Simone Brunozzi, Chief Technologist Hybrid Cloud di VMware

Le moderne organizzazioni hanno bisogno di un IT flessibile per far fronte alla pressione costante di gestire i continui cambiamenti del mercato. Il cloud pubblico gioca un ruolo fondamentale in questo, poiché offre alle aziende la possibilità di testare nuove applicazioni e di scalare in modo rapido e conveniente. Questo lo rende il primo passo ideale per molti, non credete? Fatemi spiegare perché c’è molto di più. I vantaggi che si possono ottenere dal cloud pubblico per attività come test e sviluppo o per specifici workload come una web app lo hanno reso una scelta popolare nelle aziende. Tuttavia, questi vantaggi spesso non durano per sempre. Se si inizia per esempio a sperimentare cloud pubblici multipli, la complessità che ne deriva vanifica i benefici ottenuti all’inizio. Ci sarà bisogno di risorse aggiuntive che abbiano competenze specifiche su Amazon Stack, Open Stack, Azure, VMware, per non parlare della sicurezza. Come ha dichiarato Gartner, i problemi legati alla sicurezza sono una delle principali preoccupazioni che frenano l’adozione del cloud pubblico.

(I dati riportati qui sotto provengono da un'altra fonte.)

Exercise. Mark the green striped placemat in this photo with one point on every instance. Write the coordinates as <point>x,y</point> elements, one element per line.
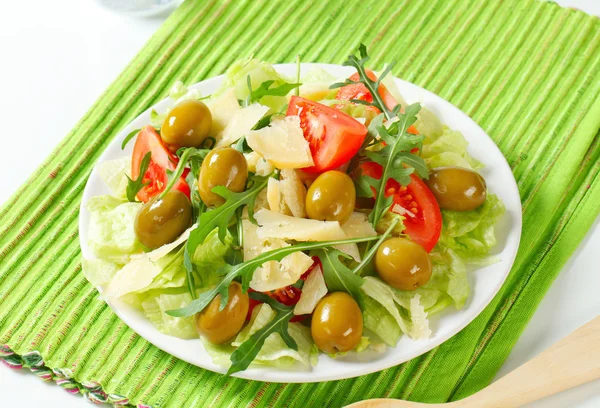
<point>528,72</point>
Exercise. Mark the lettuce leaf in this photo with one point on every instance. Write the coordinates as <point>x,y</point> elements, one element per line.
<point>111,235</point>
<point>210,256</point>
<point>448,149</point>
<point>380,322</point>
<point>114,172</point>
<point>428,124</point>
<point>471,234</point>
<point>274,352</point>
<point>259,72</point>
<point>155,307</point>
<point>98,271</point>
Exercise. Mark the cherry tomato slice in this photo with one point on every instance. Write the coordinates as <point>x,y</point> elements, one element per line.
<point>161,160</point>
<point>290,295</point>
<point>423,218</point>
<point>333,136</point>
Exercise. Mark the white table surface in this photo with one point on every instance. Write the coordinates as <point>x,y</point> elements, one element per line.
<point>58,57</point>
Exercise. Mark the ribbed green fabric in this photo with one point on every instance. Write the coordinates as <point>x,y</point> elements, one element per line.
<point>528,72</point>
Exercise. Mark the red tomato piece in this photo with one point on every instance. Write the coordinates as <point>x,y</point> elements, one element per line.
<point>333,136</point>
<point>161,160</point>
<point>423,218</point>
<point>360,91</point>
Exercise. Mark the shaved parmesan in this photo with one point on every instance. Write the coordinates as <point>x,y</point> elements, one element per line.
<point>141,271</point>
<point>275,197</point>
<point>420,324</point>
<point>293,192</point>
<point>357,226</point>
<point>241,124</point>
<point>272,275</point>
<point>251,159</point>
<point>263,167</point>
<point>135,275</point>
<point>282,143</point>
<point>313,291</point>
<point>275,225</point>
<point>222,109</point>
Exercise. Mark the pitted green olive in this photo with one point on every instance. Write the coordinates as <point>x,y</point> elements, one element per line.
<point>457,188</point>
<point>403,264</point>
<point>188,124</point>
<point>222,167</point>
<point>337,324</point>
<point>331,197</point>
<point>221,326</point>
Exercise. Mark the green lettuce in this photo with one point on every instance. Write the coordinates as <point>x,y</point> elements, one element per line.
<point>259,72</point>
<point>428,124</point>
<point>111,235</point>
<point>210,256</point>
<point>114,172</point>
<point>390,83</point>
<point>449,149</point>
<point>154,308</point>
<point>390,312</point>
<point>471,234</point>
<point>274,352</point>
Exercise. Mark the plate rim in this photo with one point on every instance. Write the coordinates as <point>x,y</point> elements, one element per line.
<point>261,373</point>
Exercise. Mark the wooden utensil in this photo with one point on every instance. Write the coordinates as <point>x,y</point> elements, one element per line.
<point>572,361</point>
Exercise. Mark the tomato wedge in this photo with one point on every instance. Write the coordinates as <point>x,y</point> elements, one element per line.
<point>423,218</point>
<point>333,136</point>
<point>161,160</point>
<point>360,91</point>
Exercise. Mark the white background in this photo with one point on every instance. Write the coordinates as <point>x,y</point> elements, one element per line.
<point>56,59</point>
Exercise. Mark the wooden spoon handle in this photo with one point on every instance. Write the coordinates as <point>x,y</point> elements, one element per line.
<point>572,361</point>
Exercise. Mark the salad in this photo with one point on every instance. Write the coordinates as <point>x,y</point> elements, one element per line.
<point>279,218</point>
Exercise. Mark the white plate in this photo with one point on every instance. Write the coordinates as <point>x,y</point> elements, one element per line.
<point>485,281</point>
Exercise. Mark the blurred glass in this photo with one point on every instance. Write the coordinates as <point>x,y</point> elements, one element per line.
<point>142,8</point>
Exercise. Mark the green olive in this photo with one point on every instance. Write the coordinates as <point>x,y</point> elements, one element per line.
<point>331,197</point>
<point>187,124</point>
<point>457,188</point>
<point>403,264</point>
<point>337,323</point>
<point>220,326</point>
<point>160,222</point>
<point>222,167</point>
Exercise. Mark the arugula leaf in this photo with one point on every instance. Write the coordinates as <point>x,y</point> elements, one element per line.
<point>134,186</point>
<point>183,160</point>
<point>129,136</point>
<point>395,157</point>
<point>247,268</point>
<point>220,216</point>
<point>338,277</point>
<point>248,350</point>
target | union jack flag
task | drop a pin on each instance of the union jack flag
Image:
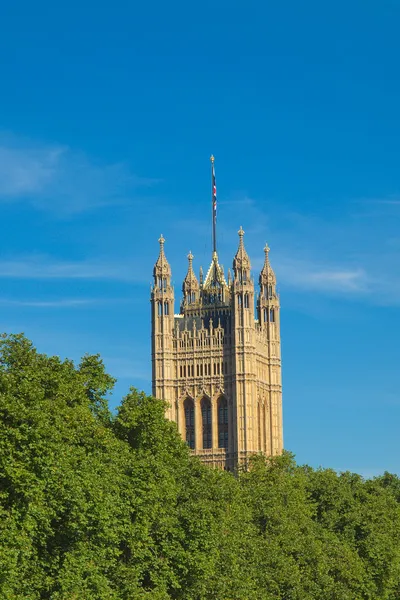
(214, 192)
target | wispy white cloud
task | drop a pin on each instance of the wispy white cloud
(44, 267)
(57, 178)
(317, 277)
(59, 303)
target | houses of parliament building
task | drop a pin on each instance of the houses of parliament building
(217, 363)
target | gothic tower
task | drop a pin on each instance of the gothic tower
(216, 365)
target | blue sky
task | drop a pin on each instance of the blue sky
(108, 115)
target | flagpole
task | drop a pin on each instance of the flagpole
(213, 206)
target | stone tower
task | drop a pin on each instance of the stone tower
(216, 365)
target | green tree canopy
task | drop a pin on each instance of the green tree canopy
(101, 506)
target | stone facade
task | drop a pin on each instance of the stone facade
(217, 366)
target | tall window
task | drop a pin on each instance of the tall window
(222, 423)
(188, 406)
(207, 426)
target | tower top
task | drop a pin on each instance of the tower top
(162, 266)
(190, 282)
(267, 274)
(241, 260)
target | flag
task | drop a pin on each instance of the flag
(214, 193)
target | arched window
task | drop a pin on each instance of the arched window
(188, 406)
(222, 423)
(207, 425)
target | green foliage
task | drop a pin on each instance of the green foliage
(96, 506)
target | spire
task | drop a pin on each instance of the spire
(267, 273)
(215, 274)
(161, 268)
(241, 260)
(190, 282)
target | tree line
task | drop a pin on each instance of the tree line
(96, 505)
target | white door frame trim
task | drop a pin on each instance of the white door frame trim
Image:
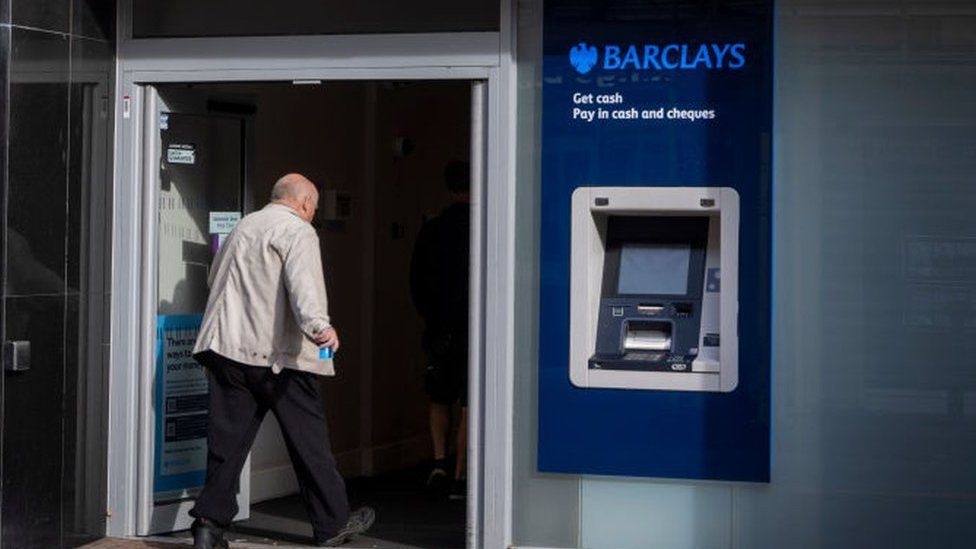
(443, 56)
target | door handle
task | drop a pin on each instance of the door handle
(16, 356)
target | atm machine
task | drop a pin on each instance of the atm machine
(654, 288)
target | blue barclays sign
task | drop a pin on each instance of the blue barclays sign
(715, 56)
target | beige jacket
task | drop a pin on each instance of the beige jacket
(267, 294)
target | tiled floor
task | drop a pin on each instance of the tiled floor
(405, 519)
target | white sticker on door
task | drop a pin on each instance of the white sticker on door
(181, 153)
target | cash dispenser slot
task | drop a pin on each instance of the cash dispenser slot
(647, 336)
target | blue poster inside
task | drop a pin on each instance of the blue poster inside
(180, 457)
(654, 355)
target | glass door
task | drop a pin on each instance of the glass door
(199, 183)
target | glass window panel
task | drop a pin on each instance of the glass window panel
(176, 18)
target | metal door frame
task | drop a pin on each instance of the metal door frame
(152, 517)
(444, 56)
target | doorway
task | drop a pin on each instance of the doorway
(378, 151)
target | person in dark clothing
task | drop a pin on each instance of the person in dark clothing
(439, 287)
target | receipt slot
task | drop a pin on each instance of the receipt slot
(654, 288)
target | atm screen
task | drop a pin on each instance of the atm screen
(660, 269)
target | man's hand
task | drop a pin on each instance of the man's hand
(327, 338)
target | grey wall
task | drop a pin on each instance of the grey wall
(56, 70)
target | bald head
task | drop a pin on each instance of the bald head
(298, 193)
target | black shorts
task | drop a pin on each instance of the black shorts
(446, 381)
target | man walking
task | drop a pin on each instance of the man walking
(266, 319)
(439, 287)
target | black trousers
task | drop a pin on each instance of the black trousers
(240, 396)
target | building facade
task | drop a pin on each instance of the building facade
(846, 130)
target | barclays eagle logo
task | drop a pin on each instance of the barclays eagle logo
(583, 57)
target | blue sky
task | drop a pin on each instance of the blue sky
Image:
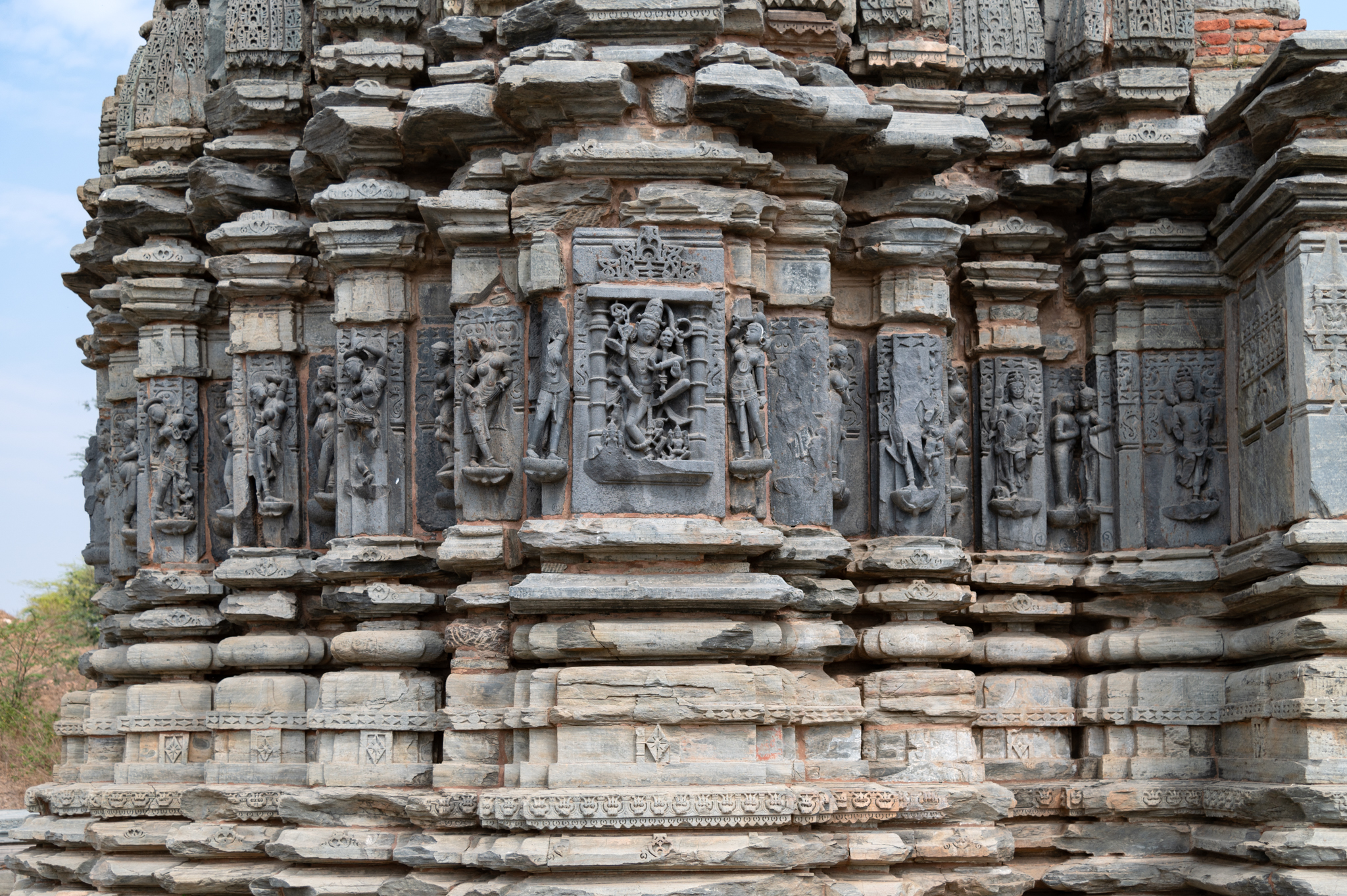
(59, 60)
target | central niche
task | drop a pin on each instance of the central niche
(650, 416)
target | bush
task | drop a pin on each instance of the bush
(39, 653)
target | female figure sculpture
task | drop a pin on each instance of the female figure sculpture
(366, 366)
(748, 383)
(1016, 440)
(322, 421)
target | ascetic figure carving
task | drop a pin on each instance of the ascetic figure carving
(268, 456)
(838, 384)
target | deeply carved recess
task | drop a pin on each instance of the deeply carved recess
(912, 432)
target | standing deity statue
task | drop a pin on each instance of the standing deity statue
(487, 379)
(367, 370)
(651, 371)
(174, 494)
(552, 396)
(268, 455)
(1187, 420)
(1094, 443)
(838, 387)
(748, 381)
(1016, 440)
(915, 442)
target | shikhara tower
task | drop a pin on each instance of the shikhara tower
(713, 448)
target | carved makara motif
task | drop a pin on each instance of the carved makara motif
(542, 461)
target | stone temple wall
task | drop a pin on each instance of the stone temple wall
(713, 448)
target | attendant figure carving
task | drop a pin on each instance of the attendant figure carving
(554, 396)
(268, 454)
(838, 385)
(322, 423)
(748, 394)
(443, 398)
(1187, 419)
(485, 380)
(128, 471)
(1016, 440)
(1094, 443)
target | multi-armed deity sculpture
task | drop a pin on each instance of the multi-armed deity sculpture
(713, 448)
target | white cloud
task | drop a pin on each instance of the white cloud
(73, 33)
(38, 218)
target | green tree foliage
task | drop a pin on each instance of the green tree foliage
(38, 653)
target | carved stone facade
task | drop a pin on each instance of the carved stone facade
(713, 448)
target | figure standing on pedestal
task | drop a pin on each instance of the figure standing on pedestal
(366, 366)
(485, 383)
(1016, 440)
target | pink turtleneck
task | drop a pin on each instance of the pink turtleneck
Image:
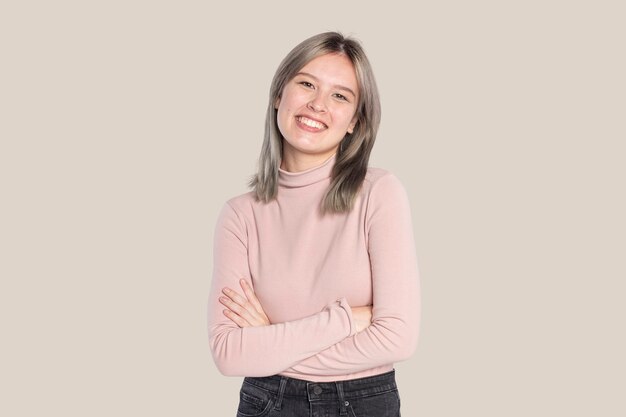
(307, 269)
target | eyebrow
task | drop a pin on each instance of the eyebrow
(337, 86)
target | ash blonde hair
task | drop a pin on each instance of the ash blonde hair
(354, 151)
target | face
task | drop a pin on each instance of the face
(316, 110)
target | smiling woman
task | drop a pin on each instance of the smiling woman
(315, 290)
(316, 110)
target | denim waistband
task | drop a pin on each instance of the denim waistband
(325, 391)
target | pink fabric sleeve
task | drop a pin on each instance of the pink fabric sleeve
(393, 334)
(264, 350)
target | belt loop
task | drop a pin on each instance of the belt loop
(281, 392)
(343, 404)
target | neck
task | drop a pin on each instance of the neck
(291, 163)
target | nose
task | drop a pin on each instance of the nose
(317, 104)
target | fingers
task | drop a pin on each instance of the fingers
(246, 311)
(251, 296)
(239, 306)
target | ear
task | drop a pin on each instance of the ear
(352, 125)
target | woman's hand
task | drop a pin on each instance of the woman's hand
(243, 311)
(362, 317)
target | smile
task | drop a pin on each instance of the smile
(311, 123)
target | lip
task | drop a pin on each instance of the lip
(307, 127)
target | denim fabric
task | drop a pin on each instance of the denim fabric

È qui che si inserisce il cloud privato, che offre maggiore sicurezza, ma garantisce la flessibilità, la scalabilità e i costi contenuti tipici del cloud pubblico. È per questo motivo che i CIO e gli IT manager ambiscono a trovare un compromesso fra l’agilità del cloud pubblico e la protezione dai rischi del cloud privato. La migrazione fra i due non è per niente facile, cambiare provider non solo è complesso, ma ha un costo. I costi associati a una migrazione gestita male possono essere molto elevati. La buona notizia è che questi costi possono essere tenuti sotto controllo se si usa la giusta soluzione. La questione private cloud vs public cloud è chiusa. È il momento dell’hybrid cloud. Le soluzioni ibride come VMware vCloud Air consentono alle aziende di avere carichi di lavoro sia nel cloud che on-premise ed essere in grado di gestirli con gli stessi strumenti, spostando i workload senza problemi in tutti gli ambienti. Chiudendo il cerchio, ritorno alla domanda iniziale: l’economicità e la facilità d’uso del cloud pubblico ne fanno il primo passo ideale verso il cloud? Forse. Ma quando si tratta di effettuare la migrazione, è importante farlo bene. La flessibilità e la possibilità di scelta del cloud ibrido offrono alle aziende il valore duraturo nel tempo di cui hanno bisogno per contenere i costi, minimizzare i rischi legati alla sicurezza e creare un ambiente che permetta di raggiungere gli obiettivi aziendali.